The National Council of Jewish Women (1893): Working Towards Justice
The National Council of Jewish Women (NCJW) issued its founding resolution on September 7, 1893. Organized by Hannah Greenebaum Solomon (1858–1942) during the World’s Fair in Chicago, the NCJW emerged as a leading voice for social reform in this period. Solomon was born in 1858 in Chicago Illinois and in 1876 was elected to the Chicago Women’s Club, an elite group with a rigorous course of study. Many of Solomon’s ideas for the NCJW came from her experiences in the Chicago Women’s club and its emphasis on philanthropy and education. Solomon felt that philanthropy was an important area of work of the NCJW and expressed their Jewish faith. However, as president Solomon steered the council towards Judaism as its strongest principle.

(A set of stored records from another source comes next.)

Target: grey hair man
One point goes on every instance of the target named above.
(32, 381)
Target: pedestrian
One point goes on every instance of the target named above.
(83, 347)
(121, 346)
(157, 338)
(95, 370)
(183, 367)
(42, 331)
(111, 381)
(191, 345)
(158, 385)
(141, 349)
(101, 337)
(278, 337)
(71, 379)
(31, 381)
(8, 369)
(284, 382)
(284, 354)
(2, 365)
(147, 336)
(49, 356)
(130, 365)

The National Council of Jewish Women advocated for children’s rights within the legal system, offered vocational training for girls and women, and promoted nutrition in the public school system. The NCJW also worked on behalf of Jewish immigrants and their families in the United States and reached out to support impoverished and persecuted Jews in Eastern Europe and elsewhere. Through a partnership with Jane Addam’s Hull House, the NCJW was at the forefront of the settlement housing movement. Another early leader of the NCJW, Rebekah Bettelheim Kohut (1864–1951), became president of the New York section of the NCJW in 1894.